I'm building a Huffman compressor in Java.
I already have: The original text, the Huffman code table (Map<Character, String>), and the order of character appearance.
My current goal is to write the compressed result into a .bin file.
However, the output file is larger than the original text, because each '0' or '1' bit is being stored as a full byte instead of being packed into real bits.
Here’s my current implementation:
private static byte[] convertBitsToBytes(String bits) {
int len = bits.length();
int numBytes = (int) Math.ceil(len / 8.0);
byte[] bytes = new byte[numBytes];
for (int i = 0; i < len; i++) {
if (bits.charAt(i) == '1') {
bytes[i / 8] |= (byte) (1 << (7 - (i % 8)));
}
}
return bytes;
}
public static void saveBinaryFile(File file, String originalText, Map<Character, String> huffmanTable) {
try (FileOutputStream fos = new FileOutputStream(file)) {
for (char c : originalText.toCharArray()) {
String huffmanCode = huffmanTable.get(c);
if (huffmanCode != null) {
fos.write((byte) c);
byte[] compressedBytes = convertBitsToBytes(huffmanCode);
fos.write(compressedBytes);
}
}
System.out.println("Binary file saved successfully.");
} catch (IOException ex) {
System.out.println("Error saving binary file: " + ex.getMessage());
}
}
I tried writing both the character and its Huffman binary string directly into the binary file.

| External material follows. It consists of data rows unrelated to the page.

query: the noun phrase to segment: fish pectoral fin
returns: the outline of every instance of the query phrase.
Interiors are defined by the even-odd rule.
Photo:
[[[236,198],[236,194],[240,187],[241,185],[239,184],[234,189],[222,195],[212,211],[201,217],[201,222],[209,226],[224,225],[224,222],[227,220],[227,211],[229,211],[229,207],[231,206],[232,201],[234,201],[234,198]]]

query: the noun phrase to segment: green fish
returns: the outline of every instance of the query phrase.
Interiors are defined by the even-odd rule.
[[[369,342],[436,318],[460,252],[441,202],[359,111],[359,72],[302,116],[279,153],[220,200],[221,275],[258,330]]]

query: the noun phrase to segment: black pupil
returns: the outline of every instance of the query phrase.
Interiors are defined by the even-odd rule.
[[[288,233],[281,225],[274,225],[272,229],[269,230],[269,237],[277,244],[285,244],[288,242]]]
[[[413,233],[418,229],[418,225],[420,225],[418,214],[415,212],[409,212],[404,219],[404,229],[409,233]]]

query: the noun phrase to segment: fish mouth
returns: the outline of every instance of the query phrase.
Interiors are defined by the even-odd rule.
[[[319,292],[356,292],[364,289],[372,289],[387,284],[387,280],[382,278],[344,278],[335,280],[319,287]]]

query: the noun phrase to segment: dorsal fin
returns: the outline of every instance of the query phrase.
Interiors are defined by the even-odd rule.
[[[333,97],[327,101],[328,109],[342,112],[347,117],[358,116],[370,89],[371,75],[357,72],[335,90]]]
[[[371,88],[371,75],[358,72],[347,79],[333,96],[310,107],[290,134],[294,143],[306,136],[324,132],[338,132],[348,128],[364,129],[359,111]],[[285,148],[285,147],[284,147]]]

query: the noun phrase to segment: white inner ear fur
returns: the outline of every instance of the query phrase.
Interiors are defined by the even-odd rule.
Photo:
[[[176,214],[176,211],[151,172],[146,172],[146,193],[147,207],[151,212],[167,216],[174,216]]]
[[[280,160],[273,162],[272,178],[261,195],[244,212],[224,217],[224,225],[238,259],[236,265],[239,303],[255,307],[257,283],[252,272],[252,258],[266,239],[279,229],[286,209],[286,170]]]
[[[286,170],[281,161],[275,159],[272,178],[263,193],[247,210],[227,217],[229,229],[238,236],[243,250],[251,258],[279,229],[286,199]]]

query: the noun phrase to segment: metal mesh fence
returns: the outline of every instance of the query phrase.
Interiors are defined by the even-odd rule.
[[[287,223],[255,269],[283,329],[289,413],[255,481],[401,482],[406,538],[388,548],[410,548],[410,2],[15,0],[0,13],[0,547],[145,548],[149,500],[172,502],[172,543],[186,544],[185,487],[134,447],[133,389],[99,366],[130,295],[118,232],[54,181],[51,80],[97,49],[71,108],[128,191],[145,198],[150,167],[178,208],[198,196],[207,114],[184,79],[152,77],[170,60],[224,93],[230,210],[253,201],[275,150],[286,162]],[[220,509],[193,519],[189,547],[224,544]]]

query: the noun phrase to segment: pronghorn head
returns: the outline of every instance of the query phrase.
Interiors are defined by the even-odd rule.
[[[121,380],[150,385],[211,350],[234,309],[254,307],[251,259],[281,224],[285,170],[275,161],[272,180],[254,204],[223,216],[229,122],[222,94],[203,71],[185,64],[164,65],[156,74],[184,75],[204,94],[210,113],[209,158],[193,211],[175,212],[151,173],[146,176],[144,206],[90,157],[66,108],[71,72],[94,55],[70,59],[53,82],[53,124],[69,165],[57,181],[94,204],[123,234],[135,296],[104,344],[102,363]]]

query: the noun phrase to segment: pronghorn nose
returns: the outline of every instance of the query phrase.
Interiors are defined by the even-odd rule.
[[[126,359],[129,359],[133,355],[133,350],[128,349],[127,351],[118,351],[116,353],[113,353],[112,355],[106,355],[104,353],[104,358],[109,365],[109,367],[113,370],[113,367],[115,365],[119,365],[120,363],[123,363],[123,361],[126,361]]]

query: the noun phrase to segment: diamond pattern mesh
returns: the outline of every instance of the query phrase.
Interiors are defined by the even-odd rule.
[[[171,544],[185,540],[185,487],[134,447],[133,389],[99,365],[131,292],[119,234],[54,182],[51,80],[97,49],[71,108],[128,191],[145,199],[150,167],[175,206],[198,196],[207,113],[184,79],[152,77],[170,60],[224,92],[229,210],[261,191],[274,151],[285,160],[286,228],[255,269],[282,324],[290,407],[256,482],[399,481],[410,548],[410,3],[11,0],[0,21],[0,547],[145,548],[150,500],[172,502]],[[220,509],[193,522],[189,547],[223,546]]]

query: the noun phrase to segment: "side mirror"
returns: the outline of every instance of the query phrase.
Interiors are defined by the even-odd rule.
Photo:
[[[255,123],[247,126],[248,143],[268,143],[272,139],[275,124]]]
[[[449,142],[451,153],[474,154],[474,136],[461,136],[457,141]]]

Each bit ('0' or '1') was written as a full byte, using DataOutputStream.writeByte().
I expected the resulting .bin file to contain the original character followed by its compressed bit sequence — and overall to weigh less than the original text file from which the data was taken.
However, the file ended up larger than the text file, because each '0' and '1' is still stored as one byte instead of real bits.
I’m trying to find a way to make it truly compressed by packing the bits efficiently. Result should be "h111e10l10l10o0" in the binary file imaging I had those binary codes.
Not use yet; why haven't you tried writing to your output file from what it returns?